[Met Performance] CID:124050



La Traviata
Metropolitan Opera House, Fri, November 25, 1938

Debut : Ruth Chanova




La Traviata (226)
Giuseppe Verdi | Francesco Maria Piave
Violetta
Helen Jepson

Alfredo
Richard Crooks

Germont
Lawrence Tibbett

Flora
Thelma Votipka

Gastone
Giordano Paltrinieri

Baron Douphol
Wilfred Engelman

Marquis D'Obigny
George Cehanovsky

Dr. Grenvil
Norman Cordon

Annina
Lucielle Browning

Dance
Ruth Chanova [Debut]


Conductor
Ettore Panizza


Director
D?sir? Defr?re

Designer
Jonel Jorgulesco

Choreographer
Boris Romanoff





La Traviata received two performances this season.

Review 1:

Review of Howard Taubman in The New York Times

AMERICAN SINGERS STAR IN 'TRAVIATA'

Principals at Metropolitan Helen Jepson, Tibbett and Crooks, Native Born

THEIR WORK IS ACCLAIMED

Performance Proves Vitality of Verdi Opera - Ettore Panizza Conducts

The opera was Italian, and the principals were American. With Helen Jepson, Richard Crooks and Lawrence Tibbett as the headline singers, the Metropolitan Opera had a homebred cast in "Traviata" last night. The fact is stressed, because the management took pains to present the three Americans together. The Metropolitan is proud of its international personnel - Edward Johnson was saying so only yesterday afternoon-but it is equally proud of the high percentage of native singers in the company.

The important point, of course, was not that the leading trio was American, but that these Americans joined in a performance that had as much taste, style and sheer good singing as any that a troupe of artists born and bred in Verdi's homeland and tradition might have. Last night's "Traviata" looked well and sounded well, The opera, which has survived some brutal campaigns, seemed fresh and lustrous; it needed only a sparkling performance to prove that its vitality is undiminished.

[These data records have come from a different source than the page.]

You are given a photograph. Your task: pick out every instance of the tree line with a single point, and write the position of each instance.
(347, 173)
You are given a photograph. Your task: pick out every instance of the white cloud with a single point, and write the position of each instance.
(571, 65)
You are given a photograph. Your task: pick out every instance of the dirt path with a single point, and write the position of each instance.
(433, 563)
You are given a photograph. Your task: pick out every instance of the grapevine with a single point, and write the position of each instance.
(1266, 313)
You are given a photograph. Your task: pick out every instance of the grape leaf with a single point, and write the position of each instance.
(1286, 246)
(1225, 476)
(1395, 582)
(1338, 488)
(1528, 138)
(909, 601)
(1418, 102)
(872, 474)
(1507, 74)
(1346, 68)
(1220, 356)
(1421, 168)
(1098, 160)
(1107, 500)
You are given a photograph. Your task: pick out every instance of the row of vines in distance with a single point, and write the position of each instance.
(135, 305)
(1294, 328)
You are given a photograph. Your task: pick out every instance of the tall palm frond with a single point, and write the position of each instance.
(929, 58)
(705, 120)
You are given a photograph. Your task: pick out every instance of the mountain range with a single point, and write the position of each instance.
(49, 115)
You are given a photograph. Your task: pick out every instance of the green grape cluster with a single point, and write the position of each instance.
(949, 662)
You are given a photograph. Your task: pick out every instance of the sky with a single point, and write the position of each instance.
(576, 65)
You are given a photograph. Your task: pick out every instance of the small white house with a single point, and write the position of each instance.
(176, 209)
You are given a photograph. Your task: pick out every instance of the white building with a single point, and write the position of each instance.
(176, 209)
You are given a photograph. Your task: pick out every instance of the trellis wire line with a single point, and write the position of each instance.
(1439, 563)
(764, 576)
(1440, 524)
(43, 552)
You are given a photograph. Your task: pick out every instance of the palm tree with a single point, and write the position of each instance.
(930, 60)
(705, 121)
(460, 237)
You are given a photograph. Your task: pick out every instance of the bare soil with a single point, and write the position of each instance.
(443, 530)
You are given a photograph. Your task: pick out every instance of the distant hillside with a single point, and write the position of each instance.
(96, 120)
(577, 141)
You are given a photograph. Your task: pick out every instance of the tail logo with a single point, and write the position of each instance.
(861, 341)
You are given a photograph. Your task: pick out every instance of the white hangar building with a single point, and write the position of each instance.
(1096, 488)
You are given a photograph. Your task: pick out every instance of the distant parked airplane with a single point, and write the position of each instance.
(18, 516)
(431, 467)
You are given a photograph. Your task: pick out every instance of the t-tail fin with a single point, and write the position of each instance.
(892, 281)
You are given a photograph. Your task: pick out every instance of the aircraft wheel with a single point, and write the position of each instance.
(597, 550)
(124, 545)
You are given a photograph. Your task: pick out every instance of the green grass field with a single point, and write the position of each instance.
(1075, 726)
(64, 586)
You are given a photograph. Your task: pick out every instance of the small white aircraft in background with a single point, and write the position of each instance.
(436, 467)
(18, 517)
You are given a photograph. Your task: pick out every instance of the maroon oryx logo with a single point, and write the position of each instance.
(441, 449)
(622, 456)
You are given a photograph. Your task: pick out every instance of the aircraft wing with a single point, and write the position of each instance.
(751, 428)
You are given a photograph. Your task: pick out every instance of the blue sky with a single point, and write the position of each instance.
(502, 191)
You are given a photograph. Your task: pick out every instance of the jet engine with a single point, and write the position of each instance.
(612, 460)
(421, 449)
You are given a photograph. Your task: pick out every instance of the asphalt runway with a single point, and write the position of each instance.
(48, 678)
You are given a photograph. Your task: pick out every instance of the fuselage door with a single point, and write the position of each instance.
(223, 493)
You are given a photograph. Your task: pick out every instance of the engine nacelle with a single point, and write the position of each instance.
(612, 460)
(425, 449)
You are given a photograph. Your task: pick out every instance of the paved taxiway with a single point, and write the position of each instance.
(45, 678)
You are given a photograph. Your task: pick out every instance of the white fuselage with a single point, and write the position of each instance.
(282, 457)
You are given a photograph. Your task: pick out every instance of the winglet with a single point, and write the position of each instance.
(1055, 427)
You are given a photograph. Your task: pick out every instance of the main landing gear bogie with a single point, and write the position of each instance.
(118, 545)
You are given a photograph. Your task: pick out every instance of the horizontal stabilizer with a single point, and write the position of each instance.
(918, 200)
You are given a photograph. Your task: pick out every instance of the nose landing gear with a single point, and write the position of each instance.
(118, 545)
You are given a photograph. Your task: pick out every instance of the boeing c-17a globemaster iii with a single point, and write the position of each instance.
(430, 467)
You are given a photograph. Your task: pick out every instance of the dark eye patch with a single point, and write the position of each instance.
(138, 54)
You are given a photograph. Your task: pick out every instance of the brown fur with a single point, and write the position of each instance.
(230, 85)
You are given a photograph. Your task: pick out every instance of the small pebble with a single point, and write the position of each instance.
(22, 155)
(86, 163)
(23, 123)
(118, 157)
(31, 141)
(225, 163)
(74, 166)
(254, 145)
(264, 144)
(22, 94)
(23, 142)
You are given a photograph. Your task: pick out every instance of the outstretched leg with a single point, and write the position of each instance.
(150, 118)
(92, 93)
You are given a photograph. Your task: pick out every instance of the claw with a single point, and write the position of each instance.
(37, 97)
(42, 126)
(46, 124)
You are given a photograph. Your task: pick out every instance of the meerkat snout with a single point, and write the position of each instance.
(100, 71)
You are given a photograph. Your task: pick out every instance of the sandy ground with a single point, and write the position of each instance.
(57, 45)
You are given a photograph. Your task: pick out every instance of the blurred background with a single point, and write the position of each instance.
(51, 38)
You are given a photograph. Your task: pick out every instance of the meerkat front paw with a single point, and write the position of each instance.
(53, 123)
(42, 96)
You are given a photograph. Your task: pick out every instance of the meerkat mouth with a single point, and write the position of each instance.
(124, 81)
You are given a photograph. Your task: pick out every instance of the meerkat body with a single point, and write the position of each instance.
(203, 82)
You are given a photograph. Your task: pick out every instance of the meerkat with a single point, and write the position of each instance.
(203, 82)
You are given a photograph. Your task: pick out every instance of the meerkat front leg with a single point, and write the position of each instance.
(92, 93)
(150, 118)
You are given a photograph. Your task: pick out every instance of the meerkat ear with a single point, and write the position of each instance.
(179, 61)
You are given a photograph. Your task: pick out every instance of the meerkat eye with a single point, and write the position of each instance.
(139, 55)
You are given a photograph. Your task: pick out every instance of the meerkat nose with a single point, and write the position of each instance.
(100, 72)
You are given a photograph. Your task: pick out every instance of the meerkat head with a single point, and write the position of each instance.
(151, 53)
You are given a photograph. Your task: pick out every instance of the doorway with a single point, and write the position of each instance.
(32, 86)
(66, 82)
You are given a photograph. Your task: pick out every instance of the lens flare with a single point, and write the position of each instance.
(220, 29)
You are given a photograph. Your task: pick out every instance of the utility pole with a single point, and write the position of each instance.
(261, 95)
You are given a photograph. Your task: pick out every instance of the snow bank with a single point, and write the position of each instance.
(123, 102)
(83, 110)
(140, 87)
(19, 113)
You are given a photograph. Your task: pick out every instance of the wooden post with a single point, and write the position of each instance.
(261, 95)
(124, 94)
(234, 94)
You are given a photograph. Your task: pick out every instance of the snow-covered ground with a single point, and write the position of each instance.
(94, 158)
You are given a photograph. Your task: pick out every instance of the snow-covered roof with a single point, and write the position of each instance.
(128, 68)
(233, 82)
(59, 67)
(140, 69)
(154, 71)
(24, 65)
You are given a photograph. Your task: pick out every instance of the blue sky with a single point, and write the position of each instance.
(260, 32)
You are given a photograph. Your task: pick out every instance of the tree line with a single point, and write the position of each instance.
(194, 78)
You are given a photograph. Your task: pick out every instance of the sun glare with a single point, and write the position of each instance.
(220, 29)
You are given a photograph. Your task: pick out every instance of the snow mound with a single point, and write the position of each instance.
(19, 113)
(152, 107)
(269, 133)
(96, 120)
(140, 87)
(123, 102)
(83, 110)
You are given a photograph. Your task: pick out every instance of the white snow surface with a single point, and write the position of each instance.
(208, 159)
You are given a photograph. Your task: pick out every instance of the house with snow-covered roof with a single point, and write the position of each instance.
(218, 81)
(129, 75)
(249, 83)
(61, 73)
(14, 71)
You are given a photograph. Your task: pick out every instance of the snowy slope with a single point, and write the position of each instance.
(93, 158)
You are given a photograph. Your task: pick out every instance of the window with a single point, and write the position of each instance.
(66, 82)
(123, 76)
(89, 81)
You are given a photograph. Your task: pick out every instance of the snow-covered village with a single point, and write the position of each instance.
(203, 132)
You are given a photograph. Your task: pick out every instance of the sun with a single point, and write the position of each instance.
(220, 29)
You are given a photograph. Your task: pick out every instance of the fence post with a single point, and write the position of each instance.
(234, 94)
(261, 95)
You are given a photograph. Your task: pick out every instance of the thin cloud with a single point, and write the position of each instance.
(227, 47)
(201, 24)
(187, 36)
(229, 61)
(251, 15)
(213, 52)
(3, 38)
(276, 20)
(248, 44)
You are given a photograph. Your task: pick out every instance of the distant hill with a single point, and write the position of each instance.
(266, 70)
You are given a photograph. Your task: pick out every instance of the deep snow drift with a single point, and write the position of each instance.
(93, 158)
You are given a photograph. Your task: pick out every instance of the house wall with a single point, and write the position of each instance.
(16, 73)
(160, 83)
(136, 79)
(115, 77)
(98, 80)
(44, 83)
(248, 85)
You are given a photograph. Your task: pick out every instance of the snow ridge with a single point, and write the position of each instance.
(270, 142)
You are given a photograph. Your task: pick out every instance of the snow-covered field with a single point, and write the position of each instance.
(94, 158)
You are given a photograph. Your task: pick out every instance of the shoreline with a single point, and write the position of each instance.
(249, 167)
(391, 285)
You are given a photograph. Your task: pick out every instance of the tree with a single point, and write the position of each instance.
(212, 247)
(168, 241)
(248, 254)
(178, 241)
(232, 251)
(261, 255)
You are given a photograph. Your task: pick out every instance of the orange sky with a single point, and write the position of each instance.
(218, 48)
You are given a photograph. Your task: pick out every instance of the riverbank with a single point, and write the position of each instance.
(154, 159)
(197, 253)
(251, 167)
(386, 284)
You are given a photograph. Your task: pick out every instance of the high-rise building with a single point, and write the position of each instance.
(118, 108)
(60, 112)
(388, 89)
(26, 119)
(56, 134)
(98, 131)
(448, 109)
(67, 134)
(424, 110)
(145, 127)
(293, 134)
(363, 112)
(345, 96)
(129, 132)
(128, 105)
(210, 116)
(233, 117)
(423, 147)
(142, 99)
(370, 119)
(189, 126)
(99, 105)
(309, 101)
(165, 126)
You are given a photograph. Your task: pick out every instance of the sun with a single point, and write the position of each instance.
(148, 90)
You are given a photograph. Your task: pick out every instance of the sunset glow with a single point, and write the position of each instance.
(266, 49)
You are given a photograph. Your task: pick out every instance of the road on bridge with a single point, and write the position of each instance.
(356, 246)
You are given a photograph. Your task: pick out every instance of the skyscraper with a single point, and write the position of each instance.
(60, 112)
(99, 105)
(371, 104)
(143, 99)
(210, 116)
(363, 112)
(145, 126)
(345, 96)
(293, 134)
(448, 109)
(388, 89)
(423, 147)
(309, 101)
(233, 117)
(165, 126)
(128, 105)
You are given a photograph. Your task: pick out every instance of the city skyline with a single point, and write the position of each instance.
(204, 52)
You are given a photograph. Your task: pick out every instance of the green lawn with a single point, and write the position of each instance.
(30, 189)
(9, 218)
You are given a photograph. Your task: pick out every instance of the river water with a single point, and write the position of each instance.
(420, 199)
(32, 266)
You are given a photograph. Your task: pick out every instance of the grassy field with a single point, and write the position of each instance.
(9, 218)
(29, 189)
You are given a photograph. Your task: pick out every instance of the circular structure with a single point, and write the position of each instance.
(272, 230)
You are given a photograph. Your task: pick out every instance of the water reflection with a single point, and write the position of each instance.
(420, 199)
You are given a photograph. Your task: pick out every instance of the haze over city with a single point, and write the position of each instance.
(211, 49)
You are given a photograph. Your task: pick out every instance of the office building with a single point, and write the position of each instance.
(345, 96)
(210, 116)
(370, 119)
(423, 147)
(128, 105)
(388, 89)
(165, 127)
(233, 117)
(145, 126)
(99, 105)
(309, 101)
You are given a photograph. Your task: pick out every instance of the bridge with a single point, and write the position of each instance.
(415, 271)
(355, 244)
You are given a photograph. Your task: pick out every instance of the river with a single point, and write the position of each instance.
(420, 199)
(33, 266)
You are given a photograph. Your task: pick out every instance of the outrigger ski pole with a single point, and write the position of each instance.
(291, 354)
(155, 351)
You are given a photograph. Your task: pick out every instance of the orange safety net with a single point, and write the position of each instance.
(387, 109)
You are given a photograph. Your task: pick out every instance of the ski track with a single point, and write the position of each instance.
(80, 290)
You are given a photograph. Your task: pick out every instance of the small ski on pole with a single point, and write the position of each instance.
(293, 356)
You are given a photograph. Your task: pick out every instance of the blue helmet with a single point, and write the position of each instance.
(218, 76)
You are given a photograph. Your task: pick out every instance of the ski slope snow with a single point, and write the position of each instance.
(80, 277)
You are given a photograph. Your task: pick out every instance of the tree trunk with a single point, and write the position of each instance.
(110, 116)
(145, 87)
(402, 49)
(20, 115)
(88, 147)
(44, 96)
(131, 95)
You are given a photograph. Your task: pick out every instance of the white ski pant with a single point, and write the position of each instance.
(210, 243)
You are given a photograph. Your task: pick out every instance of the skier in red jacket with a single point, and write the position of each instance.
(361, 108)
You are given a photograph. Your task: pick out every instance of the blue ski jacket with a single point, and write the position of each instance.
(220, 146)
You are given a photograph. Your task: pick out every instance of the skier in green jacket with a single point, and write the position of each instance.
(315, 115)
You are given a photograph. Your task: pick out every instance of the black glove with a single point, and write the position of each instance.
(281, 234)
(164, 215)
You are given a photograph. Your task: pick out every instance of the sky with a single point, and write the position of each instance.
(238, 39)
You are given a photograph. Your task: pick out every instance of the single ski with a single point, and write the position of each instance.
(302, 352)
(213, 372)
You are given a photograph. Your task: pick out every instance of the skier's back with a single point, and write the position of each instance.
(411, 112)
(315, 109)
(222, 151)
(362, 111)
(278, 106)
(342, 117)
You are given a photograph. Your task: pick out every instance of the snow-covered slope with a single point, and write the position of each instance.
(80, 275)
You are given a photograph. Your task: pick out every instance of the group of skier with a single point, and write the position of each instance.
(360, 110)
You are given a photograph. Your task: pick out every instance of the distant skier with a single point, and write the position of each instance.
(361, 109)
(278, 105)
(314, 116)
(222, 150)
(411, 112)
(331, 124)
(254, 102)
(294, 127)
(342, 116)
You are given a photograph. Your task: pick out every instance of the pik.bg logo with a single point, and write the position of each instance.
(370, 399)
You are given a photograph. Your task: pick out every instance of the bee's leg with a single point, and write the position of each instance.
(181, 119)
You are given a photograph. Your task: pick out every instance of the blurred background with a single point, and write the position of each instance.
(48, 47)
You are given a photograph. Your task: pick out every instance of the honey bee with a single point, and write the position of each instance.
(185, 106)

Miss Jepson, who is beauteous enough to be in pictures-and, in fact, has been, was a comely Violetta, tall and slender. Moreover, she attracted the ear as well as the eye. Her voice, an agreeable lyric soprano, was employed with intelligence and feeling. She molded her phrases and colored her voice resourcefully. She commanded a filigree pianissimo that was immensely effective in her scene with the elder Germont in the second act. Her impersonation fitted into the framework, and did not dominate it, as some Violettas apparently seek to do.

Mr. Tibbett's Gerrnont was a figure of strength and compassion. His singing did not rely on the power and range of his voice; it had light and shade. and nuance.. Mr. Crooks was a sympathetic Alfredo. In the first act, his voice had something of a nasal quality, hut in the second he produced it to better effect. Throughout the opera he proved once again that he, like Mr. Tibbett, appreciates the values of this score.

Ettore Panizza conducted the opera with restraint and perception. He integrated a performance that won vast approval from a capacity audience.